Seit es Hartz IV gibt, so wird geschätzt, soll es eine halbe Million Klagen und mehr als vier Millionen Widerspruchsverfahren gegeben haben. Vor Gericht wird endlos um die zahllosen Irrigkeiten des Sozialgesetzbuches gestritten, warum der Staat zwar das Gas zum Heizen zahlt, aber nicht das Gas zum Kochen. Die Anwälte leben ganz gut davon, die Bedürftigen gewinnen an Geld zumeist nicht viel. Aber vielleicht an Würde. Man darf ja die Fülle an Hartz- IV-Klagen als Versuch der Wiederaneignung von Würde verstehen.

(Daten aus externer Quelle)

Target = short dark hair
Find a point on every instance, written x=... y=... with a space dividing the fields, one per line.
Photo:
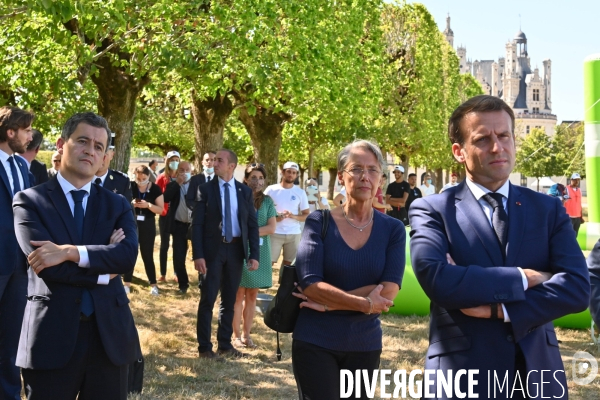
x=483 y=103
x=232 y=157
x=13 y=118
x=36 y=140
x=88 y=118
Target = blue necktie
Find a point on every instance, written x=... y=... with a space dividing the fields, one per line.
x=87 y=304
x=499 y=218
x=13 y=171
x=228 y=228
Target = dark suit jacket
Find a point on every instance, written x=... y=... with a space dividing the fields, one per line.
x=9 y=248
x=207 y=220
x=119 y=183
x=540 y=237
x=51 y=320
x=192 y=194
x=593 y=262
x=39 y=172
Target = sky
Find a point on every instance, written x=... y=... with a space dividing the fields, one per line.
x=565 y=32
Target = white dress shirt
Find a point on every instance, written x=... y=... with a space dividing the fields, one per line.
x=4 y=159
x=235 y=223
x=479 y=191
x=67 y=187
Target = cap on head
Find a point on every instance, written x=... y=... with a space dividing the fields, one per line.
x=173 y=153
x=292 y=165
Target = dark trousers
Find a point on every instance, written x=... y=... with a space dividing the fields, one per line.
x=224 y=273
x=89 y=372
x=146 y=237
x=576 y=222
x=13 y=292
x=165 y=237
x=180 y=232
x=317 y=369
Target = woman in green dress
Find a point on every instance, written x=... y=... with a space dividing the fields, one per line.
x=261 y=278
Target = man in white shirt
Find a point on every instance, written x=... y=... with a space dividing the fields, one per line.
x=292 y=207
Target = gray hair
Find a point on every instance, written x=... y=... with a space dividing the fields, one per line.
x=88 y=118
x=360 y=144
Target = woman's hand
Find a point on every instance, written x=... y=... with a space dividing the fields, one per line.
x=378 y=303
x=308 y=302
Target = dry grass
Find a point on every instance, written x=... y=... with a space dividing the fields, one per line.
x=167 y=327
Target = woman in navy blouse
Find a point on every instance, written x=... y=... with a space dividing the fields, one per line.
x=347 y=279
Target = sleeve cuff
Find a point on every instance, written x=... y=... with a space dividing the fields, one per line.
x=84 y=259
x=506 y=317
x=523 y=278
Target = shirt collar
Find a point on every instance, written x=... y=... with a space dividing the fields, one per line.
x=67 y=186
x=479 y=191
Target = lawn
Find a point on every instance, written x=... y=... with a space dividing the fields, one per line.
x=167 y=328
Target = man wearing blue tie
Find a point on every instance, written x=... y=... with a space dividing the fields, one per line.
x=499 y=263
x=15 y=135
x=78 y=336
x=224 y=234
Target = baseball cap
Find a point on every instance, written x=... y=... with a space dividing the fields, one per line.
x=173 y=153
x=292 y=165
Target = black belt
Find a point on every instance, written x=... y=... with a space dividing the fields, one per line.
x=87 y=318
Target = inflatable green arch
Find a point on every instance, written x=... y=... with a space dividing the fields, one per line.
x=412 y=300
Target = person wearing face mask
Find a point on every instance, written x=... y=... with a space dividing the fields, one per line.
x=208 y=174
x=168 y=175
x=179 y=218
x=262 y=278
x=147 y=202
x=427 y=188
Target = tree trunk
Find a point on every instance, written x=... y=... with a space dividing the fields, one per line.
x=332 y=180
x=210 y=116
x=264 y=128
x=117 y=96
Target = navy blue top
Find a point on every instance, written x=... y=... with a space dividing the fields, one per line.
x=381 y=259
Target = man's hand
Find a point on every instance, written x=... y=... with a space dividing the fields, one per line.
x=200 y=265
x=484 y=311
x=49 y=254
x=536 y=277
x=117 y=236
x=252 y=265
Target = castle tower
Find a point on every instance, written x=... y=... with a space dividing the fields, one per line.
x=547 y=72
x=448 y=32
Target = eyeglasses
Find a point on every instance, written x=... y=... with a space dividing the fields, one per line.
x=358 y=172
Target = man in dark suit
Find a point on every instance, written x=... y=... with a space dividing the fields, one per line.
x=207 y=174
x=78 y=333
x=499 y=263
x=179 y=218
x=15 y=135
x=224 y=234
x=115 y=181
x=37 y=169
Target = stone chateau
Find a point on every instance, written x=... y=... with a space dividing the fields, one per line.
x=511 y=78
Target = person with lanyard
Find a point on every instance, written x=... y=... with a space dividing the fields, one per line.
x=147 y=202
x=167 y=176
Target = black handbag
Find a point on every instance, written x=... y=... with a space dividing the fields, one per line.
x=284 y=309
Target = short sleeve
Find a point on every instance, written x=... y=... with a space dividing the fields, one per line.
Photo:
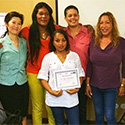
x=44 y=71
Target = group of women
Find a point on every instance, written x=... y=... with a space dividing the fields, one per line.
x=45 y=48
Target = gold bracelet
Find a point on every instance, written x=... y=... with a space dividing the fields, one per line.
x=87 y=84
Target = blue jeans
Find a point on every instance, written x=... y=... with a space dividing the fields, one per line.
x=71 y=113
x=104 y=104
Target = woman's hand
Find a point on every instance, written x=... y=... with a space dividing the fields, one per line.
x=88 y=91
x=57 y=93
x=121 y=91
x=72 y=91
x=1 y=45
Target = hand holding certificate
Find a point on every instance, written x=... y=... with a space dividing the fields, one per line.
x=67 y=79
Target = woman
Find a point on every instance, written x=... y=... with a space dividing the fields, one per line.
x=66 y=99
x=103 y=78
x=79 y=39
x=38 y=38
x=14 y=90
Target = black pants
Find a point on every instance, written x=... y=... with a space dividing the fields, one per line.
x=82 y=104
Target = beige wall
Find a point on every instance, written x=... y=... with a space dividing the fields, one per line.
x=25 y=7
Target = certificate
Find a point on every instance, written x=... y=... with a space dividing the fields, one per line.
x=67 y=79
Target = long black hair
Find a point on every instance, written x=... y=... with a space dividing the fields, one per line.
x=34 y=33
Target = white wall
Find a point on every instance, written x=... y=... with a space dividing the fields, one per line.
x=90 y=10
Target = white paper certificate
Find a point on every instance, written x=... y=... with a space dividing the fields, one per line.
x=67 y=79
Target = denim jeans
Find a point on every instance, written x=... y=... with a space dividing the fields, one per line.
x=104 y=104
x=71 y=113
x=83 y=104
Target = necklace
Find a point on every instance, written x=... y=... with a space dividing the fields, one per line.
x=44 y=35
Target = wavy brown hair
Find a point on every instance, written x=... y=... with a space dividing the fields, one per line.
x=115 y=31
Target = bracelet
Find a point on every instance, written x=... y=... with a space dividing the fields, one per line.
x=87 y=84
x=122 y=85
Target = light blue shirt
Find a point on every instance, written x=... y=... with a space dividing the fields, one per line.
x=12 y=62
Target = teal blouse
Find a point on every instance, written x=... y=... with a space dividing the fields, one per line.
x=13 y=62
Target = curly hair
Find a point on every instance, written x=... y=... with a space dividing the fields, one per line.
x=115 y=31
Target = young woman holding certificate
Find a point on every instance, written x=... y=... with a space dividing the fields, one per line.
x=61 y=59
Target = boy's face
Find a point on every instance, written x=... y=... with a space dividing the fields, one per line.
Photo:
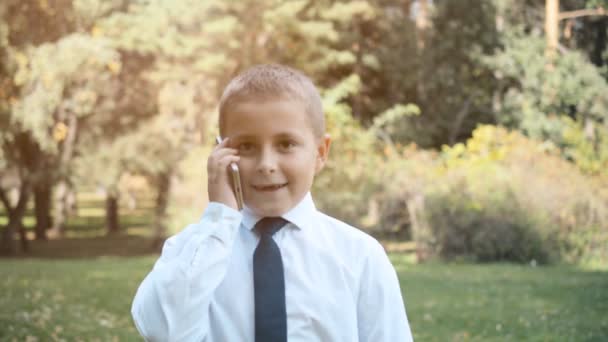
x=280 y=154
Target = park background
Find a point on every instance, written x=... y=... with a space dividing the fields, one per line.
x=470 y=137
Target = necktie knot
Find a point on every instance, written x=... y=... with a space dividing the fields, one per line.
x=270 y=225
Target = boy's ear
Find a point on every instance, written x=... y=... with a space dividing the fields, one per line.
x=322 y=152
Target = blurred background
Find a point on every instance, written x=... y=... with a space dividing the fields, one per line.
x=470 y=137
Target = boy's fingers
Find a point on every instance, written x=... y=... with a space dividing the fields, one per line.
x=223 y=144
x=223 y=152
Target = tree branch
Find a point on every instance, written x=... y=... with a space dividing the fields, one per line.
x=582 y=13
x=5 y=201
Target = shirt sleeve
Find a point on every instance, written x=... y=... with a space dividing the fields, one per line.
x=172 y=303
x=380 y=309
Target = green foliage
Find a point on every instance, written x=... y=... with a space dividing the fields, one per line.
x=492 y=199
x=535 y=94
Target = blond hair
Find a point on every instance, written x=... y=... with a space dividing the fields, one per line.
x=273 y=82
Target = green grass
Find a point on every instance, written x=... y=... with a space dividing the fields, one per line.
x=80 y=289
x=87 y=300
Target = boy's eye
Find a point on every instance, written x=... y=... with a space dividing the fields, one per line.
x=286 y=145
x=244 y=147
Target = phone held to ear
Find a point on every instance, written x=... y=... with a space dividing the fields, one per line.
x=236 y=180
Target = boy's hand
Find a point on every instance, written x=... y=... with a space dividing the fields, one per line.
x=218 y=179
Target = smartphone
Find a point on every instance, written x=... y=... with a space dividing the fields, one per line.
x=236 y=180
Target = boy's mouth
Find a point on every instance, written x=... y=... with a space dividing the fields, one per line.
x=269 y=187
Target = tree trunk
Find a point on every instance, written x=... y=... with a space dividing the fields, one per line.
x=422 y=24
x=61 y=205
x=160 y=210
x=551 y=29
x=112 y=212
x=8 y=244
x=42 y=208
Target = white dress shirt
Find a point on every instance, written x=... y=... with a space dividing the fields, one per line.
x=339 y=282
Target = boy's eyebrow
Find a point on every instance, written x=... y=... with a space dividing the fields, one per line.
x=253 y=137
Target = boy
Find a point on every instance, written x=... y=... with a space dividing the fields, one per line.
x=279 y=269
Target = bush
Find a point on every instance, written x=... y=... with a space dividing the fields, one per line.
x=502 y=196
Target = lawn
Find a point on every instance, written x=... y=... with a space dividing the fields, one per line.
x=88 y=299
x=80 y=289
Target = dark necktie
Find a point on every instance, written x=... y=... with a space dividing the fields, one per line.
x=269 y=284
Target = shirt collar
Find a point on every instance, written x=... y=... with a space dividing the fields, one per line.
x=300 y=216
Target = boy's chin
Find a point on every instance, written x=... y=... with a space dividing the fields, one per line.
x=269 y=211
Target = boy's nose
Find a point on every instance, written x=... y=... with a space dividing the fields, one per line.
x=267 y=162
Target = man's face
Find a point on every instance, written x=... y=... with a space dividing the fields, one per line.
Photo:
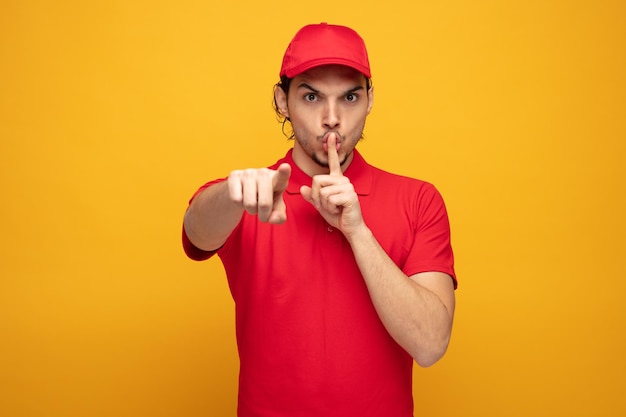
x=331 y=98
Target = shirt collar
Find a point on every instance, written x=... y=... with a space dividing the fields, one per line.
x=359 y=172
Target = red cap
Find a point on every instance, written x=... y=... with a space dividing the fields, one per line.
x=325 y=44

In unserem rechtsförmigen System kann eine Klage vor Gericht eine Form des Protests sein, zumal eine Klage gegen den Staat als gebenden und vorenthaltenden Vater. Und Hartz IV ist eine einzige große Entwürdigung. Hartz IV – von Wirtschaftspolitikern bitter „arbeitsmarktpolitische Stilllegungsprämie“ genannt – entfremdet seine Empfänger vom Leben in normaler Arbeit und macht aus ihnen Überlebens-Experten im Dschungel der Regeln und Ausnahmen für Bedarfsgemeinschaften, Überbrückungsgelder und Regelsatzverordnungen. Aber nicht, weil sie faul sind oder ungelernt oder ausgebrannt. Sondern weil Vater Sozialstaat seine Kinder so erzieht, dass sie im System funktionieren.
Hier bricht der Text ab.